Two years ago I planted 3 fruit trees: apple, cherry, and peach. I'm a newbie with fruit trees, but I read about pruning, and thought I had things under control. I didn't learn about training until just recently, though.
The apple and the cherry are straight and decently-shaped for the open-center method. But the peach is kind of a disaster.
It's crazy crooked for one thing (it came that way unfortunately). I think I can sort of fix that, at least so it's not leaning to one side.
But the bigger problems are that its 3 "scaffolding" branches are very vertical, with narrow crotch angles; and that they're not spread out around the tree very well at all. They're not quite all in the same plane, but close. (See pics.)
If this were a younger tree, I think I could easily fix this by spreading the branches out, or using weights to angle them out, etc. But in this case, it's been in the ground for 2 years, and was (I'm guessing) 1-2 years old when I received it from Stark Bros. So now the branches are quite firm and thick (1+ inches).

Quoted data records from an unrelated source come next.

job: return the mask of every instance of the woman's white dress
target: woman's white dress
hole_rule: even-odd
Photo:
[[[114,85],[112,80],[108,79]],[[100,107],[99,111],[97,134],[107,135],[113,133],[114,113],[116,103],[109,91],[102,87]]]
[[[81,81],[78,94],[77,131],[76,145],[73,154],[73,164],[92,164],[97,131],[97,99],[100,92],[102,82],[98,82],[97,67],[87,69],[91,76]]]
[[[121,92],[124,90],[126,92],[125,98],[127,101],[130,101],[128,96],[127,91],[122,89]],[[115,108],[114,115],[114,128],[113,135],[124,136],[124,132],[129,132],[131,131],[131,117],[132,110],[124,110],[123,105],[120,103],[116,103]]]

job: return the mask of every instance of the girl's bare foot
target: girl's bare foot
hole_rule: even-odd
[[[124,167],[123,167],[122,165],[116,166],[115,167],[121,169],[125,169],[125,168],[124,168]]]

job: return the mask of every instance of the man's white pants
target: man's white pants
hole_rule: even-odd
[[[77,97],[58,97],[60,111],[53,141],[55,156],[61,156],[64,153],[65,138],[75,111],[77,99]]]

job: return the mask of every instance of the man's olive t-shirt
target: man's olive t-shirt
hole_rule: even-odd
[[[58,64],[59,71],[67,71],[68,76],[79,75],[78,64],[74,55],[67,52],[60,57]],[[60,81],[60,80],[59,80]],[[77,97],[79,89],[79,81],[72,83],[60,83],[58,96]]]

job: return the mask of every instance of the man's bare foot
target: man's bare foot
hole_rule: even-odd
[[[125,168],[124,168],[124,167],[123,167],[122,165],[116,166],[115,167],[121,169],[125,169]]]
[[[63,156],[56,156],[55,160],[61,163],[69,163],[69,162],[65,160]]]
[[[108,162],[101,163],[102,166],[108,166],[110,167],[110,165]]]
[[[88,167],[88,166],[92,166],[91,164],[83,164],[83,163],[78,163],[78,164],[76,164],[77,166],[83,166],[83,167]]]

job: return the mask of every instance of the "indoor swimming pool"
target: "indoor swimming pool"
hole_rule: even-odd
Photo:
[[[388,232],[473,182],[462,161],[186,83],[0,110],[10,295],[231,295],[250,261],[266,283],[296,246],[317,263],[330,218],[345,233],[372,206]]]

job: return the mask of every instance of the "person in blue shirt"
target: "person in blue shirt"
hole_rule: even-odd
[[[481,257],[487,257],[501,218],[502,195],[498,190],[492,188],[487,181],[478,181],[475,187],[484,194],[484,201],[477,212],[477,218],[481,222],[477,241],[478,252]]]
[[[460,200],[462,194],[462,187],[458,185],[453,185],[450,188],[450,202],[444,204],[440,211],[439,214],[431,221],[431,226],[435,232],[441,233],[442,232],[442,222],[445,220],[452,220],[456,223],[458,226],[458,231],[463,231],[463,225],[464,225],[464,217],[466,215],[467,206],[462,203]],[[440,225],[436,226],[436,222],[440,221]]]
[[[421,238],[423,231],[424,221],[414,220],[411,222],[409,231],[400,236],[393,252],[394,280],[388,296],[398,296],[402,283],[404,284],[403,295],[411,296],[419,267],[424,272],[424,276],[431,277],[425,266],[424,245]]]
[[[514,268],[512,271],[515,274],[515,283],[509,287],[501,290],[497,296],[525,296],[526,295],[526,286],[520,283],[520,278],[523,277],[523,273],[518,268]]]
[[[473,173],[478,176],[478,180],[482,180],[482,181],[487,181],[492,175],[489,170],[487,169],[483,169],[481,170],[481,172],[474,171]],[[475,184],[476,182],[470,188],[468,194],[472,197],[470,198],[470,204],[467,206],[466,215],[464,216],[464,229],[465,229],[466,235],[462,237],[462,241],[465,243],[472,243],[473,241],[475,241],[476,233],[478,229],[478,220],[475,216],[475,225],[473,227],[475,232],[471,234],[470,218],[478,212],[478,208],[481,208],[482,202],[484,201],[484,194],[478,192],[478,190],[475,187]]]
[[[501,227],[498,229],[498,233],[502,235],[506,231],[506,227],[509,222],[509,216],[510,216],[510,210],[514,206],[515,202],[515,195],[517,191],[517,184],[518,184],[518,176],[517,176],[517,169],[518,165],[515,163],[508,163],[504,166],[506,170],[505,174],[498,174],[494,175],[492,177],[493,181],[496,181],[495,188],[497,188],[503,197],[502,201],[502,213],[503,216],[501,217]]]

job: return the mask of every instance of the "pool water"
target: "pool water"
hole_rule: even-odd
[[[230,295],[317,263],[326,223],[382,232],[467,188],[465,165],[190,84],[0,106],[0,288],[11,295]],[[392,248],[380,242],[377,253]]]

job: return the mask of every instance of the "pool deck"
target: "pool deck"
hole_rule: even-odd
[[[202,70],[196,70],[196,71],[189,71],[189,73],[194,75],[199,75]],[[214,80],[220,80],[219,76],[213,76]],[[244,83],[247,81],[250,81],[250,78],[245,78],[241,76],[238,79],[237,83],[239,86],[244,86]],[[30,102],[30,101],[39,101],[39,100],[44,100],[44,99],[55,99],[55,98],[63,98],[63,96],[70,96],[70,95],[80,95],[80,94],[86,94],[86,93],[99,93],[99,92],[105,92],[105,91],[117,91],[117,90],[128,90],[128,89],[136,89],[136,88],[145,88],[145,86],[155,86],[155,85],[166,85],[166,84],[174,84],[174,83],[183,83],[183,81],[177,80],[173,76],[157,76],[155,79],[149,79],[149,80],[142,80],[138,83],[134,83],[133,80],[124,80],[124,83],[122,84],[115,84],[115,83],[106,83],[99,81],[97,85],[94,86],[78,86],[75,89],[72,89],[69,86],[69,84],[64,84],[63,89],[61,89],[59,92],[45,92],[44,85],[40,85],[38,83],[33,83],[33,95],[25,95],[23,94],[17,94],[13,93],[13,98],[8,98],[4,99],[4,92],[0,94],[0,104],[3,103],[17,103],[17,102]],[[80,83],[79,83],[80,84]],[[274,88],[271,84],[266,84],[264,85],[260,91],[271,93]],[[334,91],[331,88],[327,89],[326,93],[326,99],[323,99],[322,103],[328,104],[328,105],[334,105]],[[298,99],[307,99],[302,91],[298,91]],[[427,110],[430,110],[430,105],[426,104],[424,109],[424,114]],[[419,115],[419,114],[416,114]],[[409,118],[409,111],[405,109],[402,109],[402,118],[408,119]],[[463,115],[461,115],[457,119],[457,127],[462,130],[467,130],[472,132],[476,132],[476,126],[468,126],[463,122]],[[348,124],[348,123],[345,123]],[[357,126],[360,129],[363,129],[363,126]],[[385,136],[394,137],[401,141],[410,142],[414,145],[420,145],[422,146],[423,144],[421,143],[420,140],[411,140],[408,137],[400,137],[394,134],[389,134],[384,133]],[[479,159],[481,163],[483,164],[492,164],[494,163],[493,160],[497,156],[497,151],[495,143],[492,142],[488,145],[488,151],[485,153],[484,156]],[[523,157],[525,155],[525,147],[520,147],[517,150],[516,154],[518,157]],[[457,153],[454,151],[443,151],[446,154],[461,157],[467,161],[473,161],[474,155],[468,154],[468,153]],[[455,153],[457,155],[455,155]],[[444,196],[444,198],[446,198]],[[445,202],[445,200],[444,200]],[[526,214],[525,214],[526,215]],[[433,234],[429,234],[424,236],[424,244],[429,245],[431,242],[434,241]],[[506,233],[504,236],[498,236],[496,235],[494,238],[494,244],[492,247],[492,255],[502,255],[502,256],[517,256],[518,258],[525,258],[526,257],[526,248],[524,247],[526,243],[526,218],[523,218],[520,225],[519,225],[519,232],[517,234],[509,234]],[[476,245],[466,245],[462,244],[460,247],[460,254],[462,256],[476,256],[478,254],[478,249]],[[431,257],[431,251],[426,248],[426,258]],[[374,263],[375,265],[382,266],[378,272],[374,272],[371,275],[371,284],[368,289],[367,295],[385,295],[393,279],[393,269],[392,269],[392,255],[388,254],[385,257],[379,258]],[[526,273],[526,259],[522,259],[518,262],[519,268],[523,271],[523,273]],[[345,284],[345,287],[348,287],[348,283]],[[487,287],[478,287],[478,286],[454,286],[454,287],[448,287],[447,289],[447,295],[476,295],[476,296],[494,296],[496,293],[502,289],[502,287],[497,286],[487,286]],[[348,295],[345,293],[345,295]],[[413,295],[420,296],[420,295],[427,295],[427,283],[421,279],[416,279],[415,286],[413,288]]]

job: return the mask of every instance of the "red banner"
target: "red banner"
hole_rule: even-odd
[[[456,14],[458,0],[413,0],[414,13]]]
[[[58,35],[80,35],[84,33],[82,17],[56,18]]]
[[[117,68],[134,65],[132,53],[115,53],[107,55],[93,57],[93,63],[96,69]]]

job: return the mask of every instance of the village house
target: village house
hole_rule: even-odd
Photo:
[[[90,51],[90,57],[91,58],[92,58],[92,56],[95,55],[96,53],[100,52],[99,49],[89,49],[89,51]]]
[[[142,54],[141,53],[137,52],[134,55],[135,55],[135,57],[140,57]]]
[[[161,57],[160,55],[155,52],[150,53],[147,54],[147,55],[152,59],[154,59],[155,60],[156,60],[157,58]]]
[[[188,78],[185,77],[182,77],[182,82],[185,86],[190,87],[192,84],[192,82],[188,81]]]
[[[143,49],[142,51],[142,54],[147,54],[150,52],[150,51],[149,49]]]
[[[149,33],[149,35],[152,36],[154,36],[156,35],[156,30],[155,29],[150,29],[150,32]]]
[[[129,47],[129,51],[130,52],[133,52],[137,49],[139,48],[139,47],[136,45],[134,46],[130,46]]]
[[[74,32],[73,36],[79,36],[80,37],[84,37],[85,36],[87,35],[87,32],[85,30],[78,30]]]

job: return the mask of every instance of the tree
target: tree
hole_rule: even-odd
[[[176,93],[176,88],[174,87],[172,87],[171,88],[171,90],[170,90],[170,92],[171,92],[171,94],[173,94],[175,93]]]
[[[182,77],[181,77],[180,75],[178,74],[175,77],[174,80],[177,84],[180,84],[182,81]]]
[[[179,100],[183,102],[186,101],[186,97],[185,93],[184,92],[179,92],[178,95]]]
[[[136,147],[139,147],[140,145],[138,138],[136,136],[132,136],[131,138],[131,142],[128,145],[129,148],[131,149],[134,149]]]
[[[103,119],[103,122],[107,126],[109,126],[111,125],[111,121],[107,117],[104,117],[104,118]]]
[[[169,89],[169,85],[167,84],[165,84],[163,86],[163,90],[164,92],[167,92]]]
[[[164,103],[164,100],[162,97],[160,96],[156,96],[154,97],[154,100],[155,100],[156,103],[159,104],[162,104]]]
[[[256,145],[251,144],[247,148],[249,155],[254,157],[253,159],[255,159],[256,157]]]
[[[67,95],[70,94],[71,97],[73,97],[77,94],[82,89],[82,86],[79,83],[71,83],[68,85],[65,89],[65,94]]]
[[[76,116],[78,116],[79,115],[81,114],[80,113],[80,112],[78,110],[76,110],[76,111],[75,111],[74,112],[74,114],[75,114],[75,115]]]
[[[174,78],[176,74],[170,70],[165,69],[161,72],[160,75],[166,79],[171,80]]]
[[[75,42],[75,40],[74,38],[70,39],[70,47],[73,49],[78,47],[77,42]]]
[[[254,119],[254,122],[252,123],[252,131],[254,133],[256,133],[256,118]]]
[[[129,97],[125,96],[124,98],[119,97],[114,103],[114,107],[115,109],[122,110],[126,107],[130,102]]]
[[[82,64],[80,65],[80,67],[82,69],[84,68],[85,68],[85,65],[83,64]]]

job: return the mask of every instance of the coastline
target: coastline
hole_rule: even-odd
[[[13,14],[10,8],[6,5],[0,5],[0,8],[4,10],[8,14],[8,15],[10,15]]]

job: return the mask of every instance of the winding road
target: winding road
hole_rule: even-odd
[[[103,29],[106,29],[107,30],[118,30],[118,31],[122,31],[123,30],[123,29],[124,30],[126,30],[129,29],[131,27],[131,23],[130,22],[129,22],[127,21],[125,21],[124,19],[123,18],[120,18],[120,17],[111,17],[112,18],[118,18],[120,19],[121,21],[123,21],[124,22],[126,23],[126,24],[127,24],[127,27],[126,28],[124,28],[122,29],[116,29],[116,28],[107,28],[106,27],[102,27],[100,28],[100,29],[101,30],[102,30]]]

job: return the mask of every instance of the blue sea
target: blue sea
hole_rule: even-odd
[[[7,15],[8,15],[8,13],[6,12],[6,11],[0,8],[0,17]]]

If only I knew then what I know now!
What's my best approach here to "fix" this, other than starting over? I wouldn't mind that so much, except we're already 2 years into the ~3-5 year time-until-fruit phase, and I'd hate to lose that.
Seems to me like those narrow crotches on the lower two branches will be breaking off during heavy fruit load or an ice-storm, so if it were my tree, I'd go ahead and cut them off now to avoid injury later. I might also wait to take them off until after the fruit is harvested this summer.